Dal 10 gennaio, il petrolio artico russo è diventato un forte concorrente, caricato su petroliere sanzionate dagli Stati Uniti ma successivamente rifiutato dagli acquirenti tradizionali.

A causa della mancanza di accesso ai mercati regolari, i carichi artici sono stati reindirizzati verso la Cina, secondo Vortexa.

Questa deviazione comporta trasferimenti nave-nave (STS) su petroliere non soggette a sanzioni nel Mar Cinese Meridionale.

Di conseguenza, le importazioni di greggio artico russo in Cina hanno raggiunto il record di 280.000 barili al giorno (kbd) ad aprile, compensando la diminuzione dei volumi di petrolio iraniano, come mostrano i dati di Vortexa.

La domanda cinese di greggio leggero proveniente dall'Estremo Oriente russo, come il Sokol e il Sakhalin Blend, è rimasta robusta, superando i 220.000 barili al giorno (kbd) ad aprile.

Le raffinerie più piccole continuano a preferire queste qualità per la loro vantaggiosa resa in distillati e per la vicinanza geografica.

Miscela ESPO russa e Urals

Secondo Vortexa, le importazioni dei principali tipi di greggio russo, ESPO Blend e Urals, sono scese ai minimi da diversi anni nel corso dell'ultimo mese.

Questo calo è stato principalmente dovuto alle difficoltà di prezzo causate dagli elevati costi di spedizione per le consegne dirette su navi non soggette a sanzioni.

Di conseguenza, questi greggi russi sono diventati meno attraenti rispetto ad altre opzioni scontate, ha dichiarato la società energetica.

Nonostante le difficoltà logistiche, le importazioni combinate di petrolio greggio scontato dalla Cina da Iran, Venezuela e dai porti settentrionali della Russia hanno raggiunto un record di circa 2,4 milioni di barili al giorno a marzo e aprile.

“Questo sottolinea la crescente disponibilità della Cina ad acquistare greggio sanzionato e a utilizzare la cosiddetta “flotta oscura” come mezzo per assicurarsi forniture a prezzi accessibili in un contesto di incertezza globale”, ha aggiunto Li di Vortexa.

Nonostante le restrizioni, la forte domanda sottostante di materie prime scontate persiste.
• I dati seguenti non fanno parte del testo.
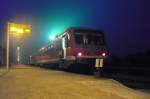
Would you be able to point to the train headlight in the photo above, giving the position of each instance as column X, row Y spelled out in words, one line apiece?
column 79, row 54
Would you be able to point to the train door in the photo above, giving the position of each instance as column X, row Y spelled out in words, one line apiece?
column 64, row 47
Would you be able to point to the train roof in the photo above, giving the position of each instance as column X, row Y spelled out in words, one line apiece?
column 83, row 29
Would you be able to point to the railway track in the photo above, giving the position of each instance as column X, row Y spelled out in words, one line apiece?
column 135, row 77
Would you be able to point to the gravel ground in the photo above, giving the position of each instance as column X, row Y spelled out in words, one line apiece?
column 25, row 82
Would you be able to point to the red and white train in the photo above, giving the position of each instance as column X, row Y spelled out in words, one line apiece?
column 74, row 46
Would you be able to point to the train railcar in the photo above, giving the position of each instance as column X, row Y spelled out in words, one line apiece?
column 74, row 46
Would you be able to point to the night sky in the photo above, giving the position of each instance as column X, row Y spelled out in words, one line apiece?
column 126, row 22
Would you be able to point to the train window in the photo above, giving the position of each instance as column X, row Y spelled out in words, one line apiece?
column 88, row 39
column 79, row 38
column 66, row 41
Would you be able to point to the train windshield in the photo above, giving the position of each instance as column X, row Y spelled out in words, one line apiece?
column 89, row 39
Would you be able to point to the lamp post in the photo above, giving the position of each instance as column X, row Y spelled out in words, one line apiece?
column 18, row 30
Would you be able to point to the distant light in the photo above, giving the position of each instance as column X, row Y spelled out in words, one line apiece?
column 79, row 54
column 52, row 37
column 27, row 30
column 43, row 48
column 103, row 54
column 20, row 31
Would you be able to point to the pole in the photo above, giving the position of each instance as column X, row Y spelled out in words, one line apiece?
column 7, row 52
column 18, row 54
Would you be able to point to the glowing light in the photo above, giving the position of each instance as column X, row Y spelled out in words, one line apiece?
column 52, row 37
column 79, row 54
column 20, row 31
column 13, row 29
column 103, row 54
column 27, row 30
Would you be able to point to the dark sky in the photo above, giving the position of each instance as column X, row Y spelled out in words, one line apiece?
column 125, row 22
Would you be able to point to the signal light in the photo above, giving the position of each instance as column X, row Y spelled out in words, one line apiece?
column 79, row 54
column 103, row 54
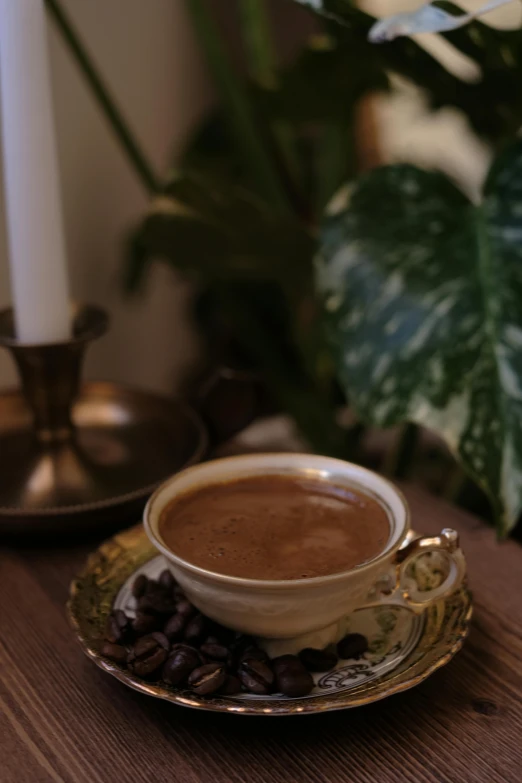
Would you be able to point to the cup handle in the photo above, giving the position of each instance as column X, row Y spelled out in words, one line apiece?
column 414, row 599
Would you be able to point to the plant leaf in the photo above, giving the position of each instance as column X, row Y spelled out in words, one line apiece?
column 423, row 293
column 332, row 9
column 213, row 232
column 427, row 18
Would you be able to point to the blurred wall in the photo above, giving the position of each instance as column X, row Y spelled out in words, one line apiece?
column 148, row 56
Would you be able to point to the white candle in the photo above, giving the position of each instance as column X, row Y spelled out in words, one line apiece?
column 34, row 210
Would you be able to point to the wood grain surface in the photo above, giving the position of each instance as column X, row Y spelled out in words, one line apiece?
column 65, row 721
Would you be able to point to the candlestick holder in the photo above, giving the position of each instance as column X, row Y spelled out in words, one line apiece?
column 75, row 456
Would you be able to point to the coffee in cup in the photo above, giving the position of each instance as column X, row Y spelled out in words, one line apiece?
column 303, row 600
column 275, row 527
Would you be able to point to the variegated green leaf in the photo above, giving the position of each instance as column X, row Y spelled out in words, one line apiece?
column 423, row 293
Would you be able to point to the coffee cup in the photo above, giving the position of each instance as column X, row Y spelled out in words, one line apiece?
column 300, row 610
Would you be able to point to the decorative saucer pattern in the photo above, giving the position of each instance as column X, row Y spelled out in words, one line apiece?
column 404, row 648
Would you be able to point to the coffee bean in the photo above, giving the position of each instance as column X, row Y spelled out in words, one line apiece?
column 181, row 663
column 207, row 679
column 231, row 686
column 196, row 630
column 174, row 627
column 166, row 580
column 256, row 677
column 292, row 679
column 156, row 600
column 140, row 585
column 318, row 660
column 145, row 623
column 185, row 608
column 148, row 655
column 352, row 646
column 224, row 635
column 118, row 627
column 161, row 639
column 214, row 650
column 114, row 652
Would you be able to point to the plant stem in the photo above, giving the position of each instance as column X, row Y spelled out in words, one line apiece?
column 399, row 458
column 258, row 42
column 242, row 121
column 334, row 161
column 262, row 66
column 128, row 142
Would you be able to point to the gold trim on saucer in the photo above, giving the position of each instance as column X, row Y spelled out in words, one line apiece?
column 95, row 589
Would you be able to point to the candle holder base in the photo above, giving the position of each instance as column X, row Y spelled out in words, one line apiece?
column 90, row 461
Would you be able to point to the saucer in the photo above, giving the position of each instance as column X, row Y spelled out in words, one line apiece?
column 404, row 648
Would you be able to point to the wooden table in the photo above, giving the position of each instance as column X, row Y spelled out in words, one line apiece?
column 64, row 721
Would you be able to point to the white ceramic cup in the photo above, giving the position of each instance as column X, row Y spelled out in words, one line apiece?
column 293, row 609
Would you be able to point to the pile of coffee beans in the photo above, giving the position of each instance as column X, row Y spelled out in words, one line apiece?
column 169, row 640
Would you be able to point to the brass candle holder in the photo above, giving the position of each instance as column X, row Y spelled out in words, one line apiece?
column 75, row 456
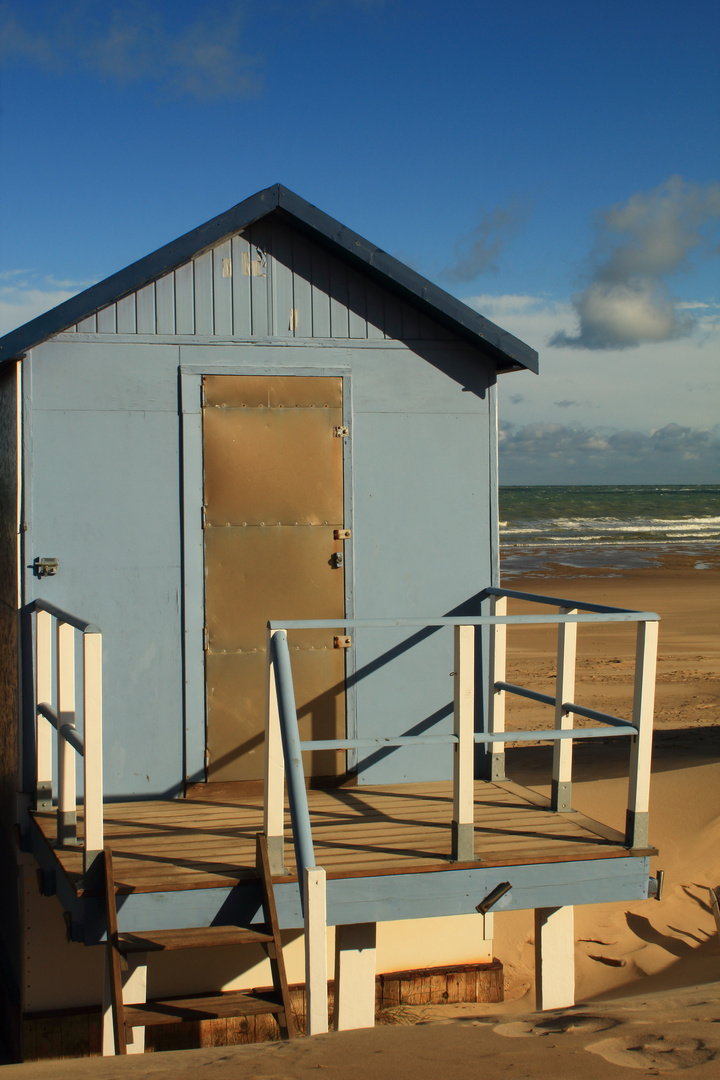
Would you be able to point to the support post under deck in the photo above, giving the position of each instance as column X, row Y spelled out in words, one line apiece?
column 555, row 958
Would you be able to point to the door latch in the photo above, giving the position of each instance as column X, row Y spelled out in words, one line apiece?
column 45, row 567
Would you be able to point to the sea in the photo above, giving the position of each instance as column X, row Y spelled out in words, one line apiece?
column 613, row 528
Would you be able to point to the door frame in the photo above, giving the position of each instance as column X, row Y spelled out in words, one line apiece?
column 228, row 361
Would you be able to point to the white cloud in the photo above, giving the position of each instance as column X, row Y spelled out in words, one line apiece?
column 133, row 42
column 28, row 295
column 479, row 250
column 638, row 245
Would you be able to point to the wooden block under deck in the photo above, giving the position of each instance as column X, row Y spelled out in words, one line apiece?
column 201, row 1007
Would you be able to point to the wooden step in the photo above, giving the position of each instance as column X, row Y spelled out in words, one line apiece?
column 155, row 941
column 201, row 1007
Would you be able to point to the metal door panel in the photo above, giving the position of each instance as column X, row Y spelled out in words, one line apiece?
column 253, row 575
column 236, row 684
column 290, row 391
column 273, row 494
column 272, row 466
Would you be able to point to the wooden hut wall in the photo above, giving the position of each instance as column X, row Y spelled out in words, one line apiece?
column 114, row 489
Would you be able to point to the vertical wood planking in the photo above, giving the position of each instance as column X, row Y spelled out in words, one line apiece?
column 165, row 304
column 222, row 272
column 315, row 925
column 356, row 305
column 498, row 665
column 259, row 285
column 185, row 299
column 203, row 284
column 565, row 691
column 375, row 307
column 44, row 694
column 339, row 321
column 321, row 293
column 127, row 314
column 146, row 310
column 66, row 763
column 242, row 321
column 410, row 323
column 93, row 739
column 107, row 320
column 393, row 316
column 283, row 301
column 87, row 325
column 463, row 752
column 302, row 285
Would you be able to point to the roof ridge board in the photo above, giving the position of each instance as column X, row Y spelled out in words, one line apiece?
column 434, row 300
column 411, row 284
column 134, row 277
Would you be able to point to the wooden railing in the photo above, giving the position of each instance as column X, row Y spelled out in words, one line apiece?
column 284, row 747
column 55, row 633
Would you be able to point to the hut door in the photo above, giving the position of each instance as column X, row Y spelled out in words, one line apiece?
column 273, row 498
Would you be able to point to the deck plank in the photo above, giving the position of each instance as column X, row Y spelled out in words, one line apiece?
column 204, row 842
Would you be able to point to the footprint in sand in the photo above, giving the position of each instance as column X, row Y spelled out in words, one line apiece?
column 653, row 1052
column 557, row 1025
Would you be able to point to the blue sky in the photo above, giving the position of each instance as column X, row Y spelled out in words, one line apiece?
column 555, row 163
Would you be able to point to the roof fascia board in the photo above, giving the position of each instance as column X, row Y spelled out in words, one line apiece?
column 412, row 286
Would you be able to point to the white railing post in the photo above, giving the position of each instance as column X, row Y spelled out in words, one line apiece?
column 43, row 694
column 463, row 759
column 643, row 701
column 496, row 754
column 315, row 920
column 565, row 691
column 66, row 763
column 93, row 742
column 274, row 788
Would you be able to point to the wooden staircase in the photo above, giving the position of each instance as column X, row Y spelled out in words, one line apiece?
column 204, row 1006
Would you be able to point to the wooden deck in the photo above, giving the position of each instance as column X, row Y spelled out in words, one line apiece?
column 358, row 832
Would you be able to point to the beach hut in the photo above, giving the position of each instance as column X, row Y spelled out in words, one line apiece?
column 249, row 528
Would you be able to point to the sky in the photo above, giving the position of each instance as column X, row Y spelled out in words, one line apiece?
column 553, row 163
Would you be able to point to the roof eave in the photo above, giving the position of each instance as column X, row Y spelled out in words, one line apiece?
column 507, row 352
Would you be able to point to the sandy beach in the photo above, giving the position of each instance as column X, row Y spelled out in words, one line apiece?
column 648, row 974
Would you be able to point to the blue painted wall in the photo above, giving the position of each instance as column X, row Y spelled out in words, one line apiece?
column 108, row 478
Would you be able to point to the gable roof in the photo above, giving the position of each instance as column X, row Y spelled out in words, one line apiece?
column 507, row 351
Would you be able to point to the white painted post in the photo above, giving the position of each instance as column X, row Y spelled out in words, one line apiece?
column 274, row 790
column 496, row 754
column 315, row 918
column 354, row 975
column 643, row 703
column 565, row 691
column 463, row 758
column 66, row 763
column 555, row 958
column 135, row 991
column 93, row 739
column 43, row 694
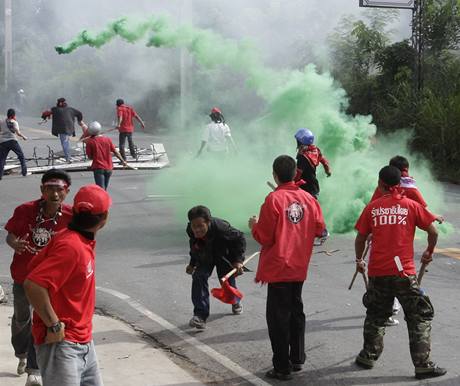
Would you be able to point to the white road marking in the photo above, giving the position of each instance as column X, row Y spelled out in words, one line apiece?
column 223, row 360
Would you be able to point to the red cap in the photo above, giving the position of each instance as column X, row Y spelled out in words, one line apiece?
column 56, row 182
column 92, row 199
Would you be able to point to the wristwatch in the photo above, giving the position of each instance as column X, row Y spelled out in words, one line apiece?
column 55, row 328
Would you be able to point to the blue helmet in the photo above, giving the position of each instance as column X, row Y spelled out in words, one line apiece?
column 305, row 137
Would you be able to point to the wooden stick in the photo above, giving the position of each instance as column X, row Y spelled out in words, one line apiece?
column 421, row 273
column 271, row 185
column 363, row 256
column 366, row 283
column 234, row 269
column 353, row 279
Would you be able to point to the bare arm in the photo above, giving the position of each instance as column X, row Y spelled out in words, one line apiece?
column 360, row 245
column 138, row 118
column 39, row 299
column 203, row 144
column 118, row 155
column 19, row 244
column 232, row 144
column 432, row 239
column 17, row 131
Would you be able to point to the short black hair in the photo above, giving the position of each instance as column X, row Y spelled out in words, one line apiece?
column 86, row 220
column 56, row 174
column 399, row 162
column 390, row 175
column 199, row 211
column 284, row 167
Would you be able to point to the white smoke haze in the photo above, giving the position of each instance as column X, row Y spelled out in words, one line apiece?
column 285, row 33
column 260, row 78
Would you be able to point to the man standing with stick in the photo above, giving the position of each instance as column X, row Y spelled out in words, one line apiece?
column 125, row 126
column 61, row 287
column 288, row 223
column 392, row 220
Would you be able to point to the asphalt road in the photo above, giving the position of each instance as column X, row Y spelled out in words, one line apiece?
column 141, row 259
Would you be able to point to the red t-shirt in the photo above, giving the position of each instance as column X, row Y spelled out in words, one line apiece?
column 406, row 187
column 66, row 268
column 23, row 222
column 392, row 222
column 289, row 221
column 100, row 149
column 127, row 114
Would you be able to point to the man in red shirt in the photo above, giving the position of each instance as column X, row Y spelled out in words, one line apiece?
column 100, row 149
column 30, row 229
column 392, row 220
column 61, row 289
column 288, row 223
column 407, row 187
column 125, row 126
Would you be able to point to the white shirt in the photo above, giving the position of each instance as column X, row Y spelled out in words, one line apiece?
column 8, row 133
column 216, row 134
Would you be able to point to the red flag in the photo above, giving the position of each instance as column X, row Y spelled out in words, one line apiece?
column 227, row 293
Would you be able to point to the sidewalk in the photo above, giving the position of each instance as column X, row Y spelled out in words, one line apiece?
column 124, row 358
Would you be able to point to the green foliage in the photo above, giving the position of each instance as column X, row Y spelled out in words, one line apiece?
column 379, row 79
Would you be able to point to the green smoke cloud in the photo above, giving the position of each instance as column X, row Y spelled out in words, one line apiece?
column 234, row 188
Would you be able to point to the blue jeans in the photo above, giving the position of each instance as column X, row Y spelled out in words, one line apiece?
column 5, row 148
column 68, row 364
column 102, row 177
column 122, row 139
column 65, row 142
column 21, row 335
column 200, row 287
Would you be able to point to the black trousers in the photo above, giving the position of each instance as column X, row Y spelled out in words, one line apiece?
column 286, row 324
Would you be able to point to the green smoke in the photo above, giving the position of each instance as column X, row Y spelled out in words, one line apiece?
column 234, row 188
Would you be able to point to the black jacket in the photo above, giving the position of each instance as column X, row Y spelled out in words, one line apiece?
column 222, row 241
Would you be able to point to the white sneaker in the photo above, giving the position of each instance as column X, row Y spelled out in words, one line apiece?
column 3, row 297
column 197, row 322
column 390, row 322
column 237, row 308
column 34, row 380
column 21, row 366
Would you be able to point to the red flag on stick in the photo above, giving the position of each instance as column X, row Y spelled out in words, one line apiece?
column 227, row 293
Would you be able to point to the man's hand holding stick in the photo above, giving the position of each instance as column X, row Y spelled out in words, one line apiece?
column 361, row 266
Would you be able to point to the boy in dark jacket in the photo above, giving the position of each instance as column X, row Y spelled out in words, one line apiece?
column 213, row 243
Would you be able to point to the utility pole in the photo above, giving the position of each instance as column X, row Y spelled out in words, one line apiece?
column 185, row 62
column 417, row 7
column 417, row 42
column 8, row 44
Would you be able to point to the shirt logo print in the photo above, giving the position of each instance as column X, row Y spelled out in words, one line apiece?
column 89, row 270
column 295, row 212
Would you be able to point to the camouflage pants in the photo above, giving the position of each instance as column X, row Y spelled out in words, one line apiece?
column 418, row 312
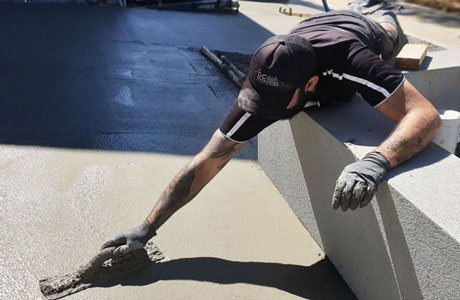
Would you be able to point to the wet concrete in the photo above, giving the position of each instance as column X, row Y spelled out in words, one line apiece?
column 100, row 107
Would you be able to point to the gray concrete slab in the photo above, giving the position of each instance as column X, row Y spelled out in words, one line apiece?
column 77, row 80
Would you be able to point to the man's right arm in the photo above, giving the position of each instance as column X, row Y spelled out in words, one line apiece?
column 193, row 177
column 181, row 190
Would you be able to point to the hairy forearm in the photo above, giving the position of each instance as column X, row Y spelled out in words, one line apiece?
column 193, row 178
column 413, row 133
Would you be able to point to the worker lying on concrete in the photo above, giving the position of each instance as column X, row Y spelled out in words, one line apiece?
column 325, row 59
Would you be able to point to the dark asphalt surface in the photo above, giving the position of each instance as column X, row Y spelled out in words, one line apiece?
column 116, row 79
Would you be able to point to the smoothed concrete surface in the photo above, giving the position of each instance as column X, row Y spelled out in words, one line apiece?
column 131, row 83
column 405, row 244
column 238, row 239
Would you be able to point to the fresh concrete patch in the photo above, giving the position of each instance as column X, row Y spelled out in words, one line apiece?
column 100, row 268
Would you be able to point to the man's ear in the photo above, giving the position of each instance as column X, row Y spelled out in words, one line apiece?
column 311, row 84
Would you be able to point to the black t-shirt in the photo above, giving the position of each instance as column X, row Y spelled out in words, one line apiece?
column 348, row 61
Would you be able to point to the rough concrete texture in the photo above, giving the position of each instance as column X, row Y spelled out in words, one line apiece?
column 439, row 79
column 78, row 80
column 406, row 244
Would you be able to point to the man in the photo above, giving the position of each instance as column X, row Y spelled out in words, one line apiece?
column 324, row 59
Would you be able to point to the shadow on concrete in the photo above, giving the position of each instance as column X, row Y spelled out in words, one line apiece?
column 431, row 16
column 402, row 262
column 107, row 78
column 304, row 281
column 382, row 234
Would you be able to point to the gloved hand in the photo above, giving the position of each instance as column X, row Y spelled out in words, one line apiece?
column 359, row 181
column 132, row 239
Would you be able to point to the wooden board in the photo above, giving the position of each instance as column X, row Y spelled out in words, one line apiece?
column 411, row 56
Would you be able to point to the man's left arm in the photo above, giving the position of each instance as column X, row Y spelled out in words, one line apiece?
column 417, row 124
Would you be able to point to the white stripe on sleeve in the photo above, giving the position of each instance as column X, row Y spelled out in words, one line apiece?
column 238, row 125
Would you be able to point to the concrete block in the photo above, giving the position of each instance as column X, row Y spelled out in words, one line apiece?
column 439, row 79
column 406, row 244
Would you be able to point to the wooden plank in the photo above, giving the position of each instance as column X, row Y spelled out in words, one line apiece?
column 411, row 56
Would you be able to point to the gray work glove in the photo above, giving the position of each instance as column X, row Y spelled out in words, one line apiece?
column 132, row 239
column 359, row 181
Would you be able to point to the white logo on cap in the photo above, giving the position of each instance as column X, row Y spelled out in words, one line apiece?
column 267, row 79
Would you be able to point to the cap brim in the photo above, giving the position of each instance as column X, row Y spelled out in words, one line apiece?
column 263, row 105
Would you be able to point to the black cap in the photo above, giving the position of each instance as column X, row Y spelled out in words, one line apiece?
column 278, row 67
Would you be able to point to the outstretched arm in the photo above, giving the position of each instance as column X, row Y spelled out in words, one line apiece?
column 417, row 124
column 182, row 189
column 193, row 177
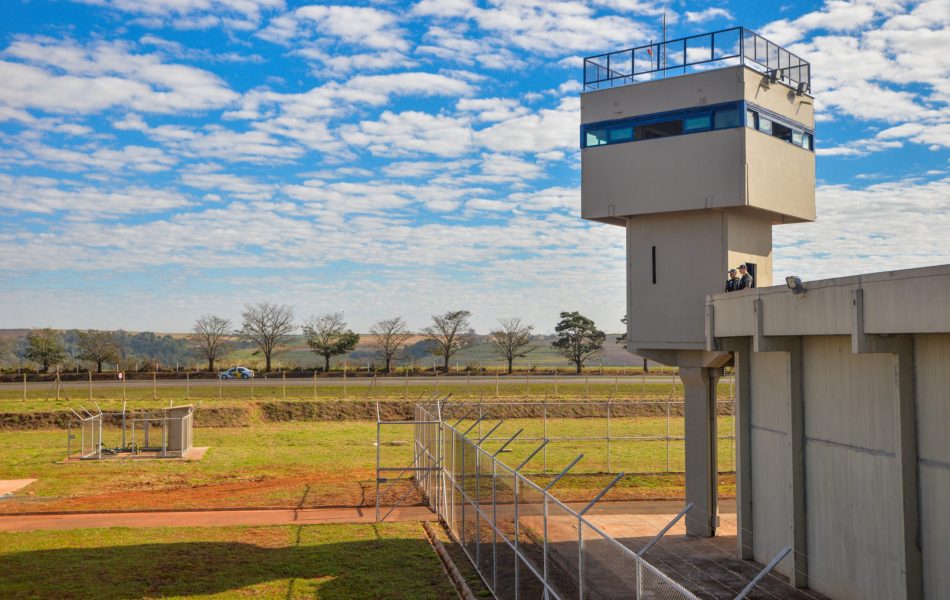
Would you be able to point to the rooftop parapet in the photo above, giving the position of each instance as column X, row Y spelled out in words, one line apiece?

Le sanzioni statunitensi probabilmente aumenteranno il consolidamento cinese di questi volumi, rafforzando il suo ruolo di principale sbocco per il greggio politicamente sensibile.

“In assenza di un importante cambiamento di politica o di un'interruzione della domanda globale, si prevede che questa tendenza all'accumulo di scorte e alla dipendenza da fornitori sanzionati persisterà nei prossimi mesi”, ha osservato Li.